The Last Friend You'll Ever Have - Sarah M. Anderson

1

Ihate this job.

A vintage white Camaro pulls up outside an absolute shithole of a bar in St. Louis. Good God—is that what six-feet, four hundred and seventy-five pounds actually looks like? Linda, the woman who’d hired me, had said Padecki was a big guy, but damn.

As Padecki levers himself out of the driver’s seat, it’s like watching the moon emerge from behind the clouds. Really. Not only is Padecki huge, but he’s wearing all white. It takes a lot of confidence to pull off that look.

That’s my target tonight. That’s why I’m here.

Take. Him.

The voice whispers through the back of my mind, dry and raspy and old. Which it’s ridiculous to think of that voice as somehow separate. I’m basically talking to myself.

Which I do. A lot. Yeah, yeah, I’m going. It’s time to get to work. Damn it. But I don’t have a choice.

I never did.

My life would be so much easier if I could just bump into a guy and, boom, he drops dead, but that’s not how things works. I’ll touch my target and in three, maybe five, days, that person is irrevocably dead.

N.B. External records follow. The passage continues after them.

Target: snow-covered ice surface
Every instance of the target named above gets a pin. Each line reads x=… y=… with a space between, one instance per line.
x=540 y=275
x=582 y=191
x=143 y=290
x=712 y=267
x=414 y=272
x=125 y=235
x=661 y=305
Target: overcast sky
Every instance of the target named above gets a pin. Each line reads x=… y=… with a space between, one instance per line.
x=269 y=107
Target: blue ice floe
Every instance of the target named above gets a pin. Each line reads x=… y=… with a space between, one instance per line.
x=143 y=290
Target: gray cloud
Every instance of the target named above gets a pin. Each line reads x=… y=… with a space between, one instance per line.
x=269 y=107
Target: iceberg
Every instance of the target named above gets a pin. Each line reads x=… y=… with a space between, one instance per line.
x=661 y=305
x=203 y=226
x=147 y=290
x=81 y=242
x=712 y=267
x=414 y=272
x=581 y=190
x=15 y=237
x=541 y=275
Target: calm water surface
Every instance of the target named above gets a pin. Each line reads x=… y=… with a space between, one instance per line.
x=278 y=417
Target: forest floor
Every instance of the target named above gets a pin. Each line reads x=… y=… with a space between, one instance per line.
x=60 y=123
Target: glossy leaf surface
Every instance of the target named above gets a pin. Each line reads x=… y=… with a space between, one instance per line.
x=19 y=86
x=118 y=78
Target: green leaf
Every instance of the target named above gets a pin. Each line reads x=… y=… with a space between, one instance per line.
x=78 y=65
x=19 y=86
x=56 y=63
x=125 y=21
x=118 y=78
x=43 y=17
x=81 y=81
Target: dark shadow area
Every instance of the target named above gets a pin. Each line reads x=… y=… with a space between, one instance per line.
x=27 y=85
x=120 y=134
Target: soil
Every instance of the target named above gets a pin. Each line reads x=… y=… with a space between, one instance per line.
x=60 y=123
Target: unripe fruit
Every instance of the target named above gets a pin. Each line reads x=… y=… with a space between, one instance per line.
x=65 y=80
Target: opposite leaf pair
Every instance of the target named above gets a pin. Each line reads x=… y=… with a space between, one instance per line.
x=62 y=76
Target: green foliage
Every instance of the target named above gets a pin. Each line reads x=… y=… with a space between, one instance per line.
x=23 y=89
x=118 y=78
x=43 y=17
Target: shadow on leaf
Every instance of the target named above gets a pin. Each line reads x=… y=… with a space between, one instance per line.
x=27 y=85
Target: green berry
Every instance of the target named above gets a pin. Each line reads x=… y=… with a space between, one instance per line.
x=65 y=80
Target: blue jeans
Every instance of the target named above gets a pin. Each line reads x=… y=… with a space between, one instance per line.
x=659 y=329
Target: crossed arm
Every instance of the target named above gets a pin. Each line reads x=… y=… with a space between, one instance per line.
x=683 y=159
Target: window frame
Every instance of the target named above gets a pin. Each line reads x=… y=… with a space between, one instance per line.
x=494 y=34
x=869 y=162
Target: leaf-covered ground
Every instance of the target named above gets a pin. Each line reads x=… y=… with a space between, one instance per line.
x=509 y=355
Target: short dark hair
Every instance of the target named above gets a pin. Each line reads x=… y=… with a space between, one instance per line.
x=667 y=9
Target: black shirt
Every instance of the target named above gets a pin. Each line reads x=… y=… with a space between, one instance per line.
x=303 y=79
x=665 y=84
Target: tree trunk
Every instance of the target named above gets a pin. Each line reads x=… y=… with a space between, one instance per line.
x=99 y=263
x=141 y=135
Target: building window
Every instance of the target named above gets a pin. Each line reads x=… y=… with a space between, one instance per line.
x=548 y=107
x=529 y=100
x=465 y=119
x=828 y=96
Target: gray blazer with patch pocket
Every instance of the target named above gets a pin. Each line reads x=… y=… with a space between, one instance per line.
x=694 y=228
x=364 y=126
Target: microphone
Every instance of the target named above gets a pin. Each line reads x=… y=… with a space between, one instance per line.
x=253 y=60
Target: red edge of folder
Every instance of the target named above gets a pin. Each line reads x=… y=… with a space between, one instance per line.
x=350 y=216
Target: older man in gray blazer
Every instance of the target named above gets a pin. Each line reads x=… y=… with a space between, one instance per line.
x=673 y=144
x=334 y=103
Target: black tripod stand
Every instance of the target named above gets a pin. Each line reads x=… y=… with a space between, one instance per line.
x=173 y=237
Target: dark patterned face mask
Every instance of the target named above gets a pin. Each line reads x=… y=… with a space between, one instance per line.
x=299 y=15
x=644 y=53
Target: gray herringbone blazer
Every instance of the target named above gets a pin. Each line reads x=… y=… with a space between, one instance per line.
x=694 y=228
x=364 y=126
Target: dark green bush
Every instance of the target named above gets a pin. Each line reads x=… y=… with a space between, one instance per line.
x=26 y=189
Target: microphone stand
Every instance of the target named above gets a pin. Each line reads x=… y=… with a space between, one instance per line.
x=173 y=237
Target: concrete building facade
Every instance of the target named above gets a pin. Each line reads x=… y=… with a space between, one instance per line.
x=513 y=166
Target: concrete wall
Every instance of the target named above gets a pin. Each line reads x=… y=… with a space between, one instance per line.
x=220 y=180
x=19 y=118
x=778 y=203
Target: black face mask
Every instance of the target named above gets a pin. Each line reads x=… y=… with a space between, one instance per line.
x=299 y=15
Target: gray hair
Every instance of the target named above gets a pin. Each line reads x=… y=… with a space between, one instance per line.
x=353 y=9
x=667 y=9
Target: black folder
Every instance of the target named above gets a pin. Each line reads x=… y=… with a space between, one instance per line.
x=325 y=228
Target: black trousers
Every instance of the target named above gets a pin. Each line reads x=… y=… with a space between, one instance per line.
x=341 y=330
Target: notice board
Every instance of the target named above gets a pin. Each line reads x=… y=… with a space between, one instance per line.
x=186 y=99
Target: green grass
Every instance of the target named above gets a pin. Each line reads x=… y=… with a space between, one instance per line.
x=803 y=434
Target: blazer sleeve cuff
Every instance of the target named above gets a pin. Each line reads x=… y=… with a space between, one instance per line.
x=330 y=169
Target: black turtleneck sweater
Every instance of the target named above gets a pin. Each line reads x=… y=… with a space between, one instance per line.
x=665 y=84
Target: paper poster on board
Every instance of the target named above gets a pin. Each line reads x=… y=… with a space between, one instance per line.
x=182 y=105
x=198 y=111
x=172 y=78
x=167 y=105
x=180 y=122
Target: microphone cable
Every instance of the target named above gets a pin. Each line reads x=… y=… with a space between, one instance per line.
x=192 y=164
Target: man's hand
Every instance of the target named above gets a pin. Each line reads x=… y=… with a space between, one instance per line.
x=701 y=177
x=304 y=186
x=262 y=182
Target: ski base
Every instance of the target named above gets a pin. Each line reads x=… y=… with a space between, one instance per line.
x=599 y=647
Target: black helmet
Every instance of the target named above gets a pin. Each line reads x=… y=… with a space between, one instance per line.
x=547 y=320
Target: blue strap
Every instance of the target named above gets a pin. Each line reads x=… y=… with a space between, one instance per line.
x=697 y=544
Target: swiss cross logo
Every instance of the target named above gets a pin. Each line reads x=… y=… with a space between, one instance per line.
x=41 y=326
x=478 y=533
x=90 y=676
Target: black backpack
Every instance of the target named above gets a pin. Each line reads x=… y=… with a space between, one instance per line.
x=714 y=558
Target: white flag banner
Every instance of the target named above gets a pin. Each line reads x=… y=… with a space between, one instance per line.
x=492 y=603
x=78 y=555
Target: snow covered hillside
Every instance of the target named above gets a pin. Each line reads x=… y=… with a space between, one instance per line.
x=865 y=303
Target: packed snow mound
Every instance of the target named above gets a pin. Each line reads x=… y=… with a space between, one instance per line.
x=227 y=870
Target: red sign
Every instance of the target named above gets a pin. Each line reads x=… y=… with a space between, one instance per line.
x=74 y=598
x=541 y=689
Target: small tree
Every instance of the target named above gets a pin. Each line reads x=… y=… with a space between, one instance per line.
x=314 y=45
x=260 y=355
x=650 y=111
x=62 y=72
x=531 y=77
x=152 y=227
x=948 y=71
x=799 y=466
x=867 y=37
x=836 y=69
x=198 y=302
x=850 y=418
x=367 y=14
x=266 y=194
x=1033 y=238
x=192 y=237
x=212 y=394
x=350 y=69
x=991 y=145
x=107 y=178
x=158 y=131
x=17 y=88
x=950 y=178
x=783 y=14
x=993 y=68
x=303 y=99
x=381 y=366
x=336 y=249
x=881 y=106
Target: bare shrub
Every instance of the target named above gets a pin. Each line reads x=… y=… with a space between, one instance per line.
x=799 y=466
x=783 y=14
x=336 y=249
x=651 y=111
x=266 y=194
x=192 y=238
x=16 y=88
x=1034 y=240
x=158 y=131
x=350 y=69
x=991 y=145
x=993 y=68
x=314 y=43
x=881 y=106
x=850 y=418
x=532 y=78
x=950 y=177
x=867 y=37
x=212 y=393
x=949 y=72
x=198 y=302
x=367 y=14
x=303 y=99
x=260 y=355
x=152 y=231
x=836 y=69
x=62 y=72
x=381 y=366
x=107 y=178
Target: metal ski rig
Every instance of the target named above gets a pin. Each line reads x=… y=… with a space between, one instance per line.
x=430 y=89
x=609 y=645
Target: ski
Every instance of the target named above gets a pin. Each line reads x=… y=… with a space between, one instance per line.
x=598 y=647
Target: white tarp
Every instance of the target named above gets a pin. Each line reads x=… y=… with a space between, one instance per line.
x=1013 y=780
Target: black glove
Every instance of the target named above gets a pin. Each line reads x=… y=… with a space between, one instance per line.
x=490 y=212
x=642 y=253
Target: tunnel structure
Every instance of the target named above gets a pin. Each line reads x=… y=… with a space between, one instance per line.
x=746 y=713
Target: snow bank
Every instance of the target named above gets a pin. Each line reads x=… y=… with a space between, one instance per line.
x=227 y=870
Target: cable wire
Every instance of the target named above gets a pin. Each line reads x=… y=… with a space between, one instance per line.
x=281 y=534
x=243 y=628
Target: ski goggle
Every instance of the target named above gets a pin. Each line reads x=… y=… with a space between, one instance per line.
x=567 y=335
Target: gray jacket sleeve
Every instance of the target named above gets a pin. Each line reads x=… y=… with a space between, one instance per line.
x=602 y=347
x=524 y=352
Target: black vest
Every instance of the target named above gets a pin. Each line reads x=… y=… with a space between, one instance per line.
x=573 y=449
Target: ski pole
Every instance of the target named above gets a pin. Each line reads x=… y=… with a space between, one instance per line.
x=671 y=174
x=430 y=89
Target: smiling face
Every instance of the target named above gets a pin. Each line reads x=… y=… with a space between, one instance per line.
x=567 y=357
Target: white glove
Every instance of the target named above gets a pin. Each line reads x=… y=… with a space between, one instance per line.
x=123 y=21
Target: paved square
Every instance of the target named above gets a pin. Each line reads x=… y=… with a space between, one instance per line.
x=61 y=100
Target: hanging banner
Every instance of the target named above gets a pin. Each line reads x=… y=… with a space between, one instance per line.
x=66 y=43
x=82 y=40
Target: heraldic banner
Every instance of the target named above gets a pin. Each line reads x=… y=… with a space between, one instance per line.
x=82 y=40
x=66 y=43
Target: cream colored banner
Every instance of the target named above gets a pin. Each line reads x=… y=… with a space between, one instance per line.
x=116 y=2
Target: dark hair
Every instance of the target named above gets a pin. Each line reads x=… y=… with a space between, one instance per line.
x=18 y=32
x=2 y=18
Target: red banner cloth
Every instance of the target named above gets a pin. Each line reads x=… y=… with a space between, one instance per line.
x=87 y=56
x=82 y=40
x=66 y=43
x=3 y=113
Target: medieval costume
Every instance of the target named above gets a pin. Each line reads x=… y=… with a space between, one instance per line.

Which is great in giving me plenty of time to leave the scene, but not always helpful in making sure I don’t get hurt. And a guy Padecki’s size could hurt me plenty.

But this is fine. I’ve been doing this for fourteen years, give or take a few accidents from my childhood. Padecki isn’t the first big guy I’ve agreed to touch, and he won’t be the last. Just another day at the office, trying not to get assaulted while I spread a little fatality around.

Still, it’s times like this that I wish there was another way. Snipers have it easy. They get to snipe from a distance. They don’t have to look their targets in the eyes and see the soul they’re taking.

Me? I have to be close enough to count pores and gauge halitosis—and I’m going to have to get awfully close to Padecki.

A prickle races down my back. I don’t get nervous anymore. At least, not much. In fact, I’m real proud of how little I feel these days when I get a target in my sights. Sure, the nightmares can be brutal and, yeah, I’d rather be doing anything else besides killing people for a living, but it’s not like I have second thoughts. Because I don’t.

So this isn’t anxiety. It’s almost like someone dumping shards of ice down the back of my shirt. The sensation coils around the base of my spine. What the heck?

I close my eyes and focus on the feeling. Spiky, cold… dangerous. It feels like awareness. Like someone’s watching, waiting. For me.

Which isn’t possible. No one’s waiting for me. No one knows where I am. If I do my job right, they won’t even remember I was here.

But better safe than sorry. I adjust the mirrors to check my surroundings, but no one’s hanging out, pretending to look at their phones while they lie in wait. Heck, I don’t see anyone now that Padecki has made it into this crappy bar. Which is good.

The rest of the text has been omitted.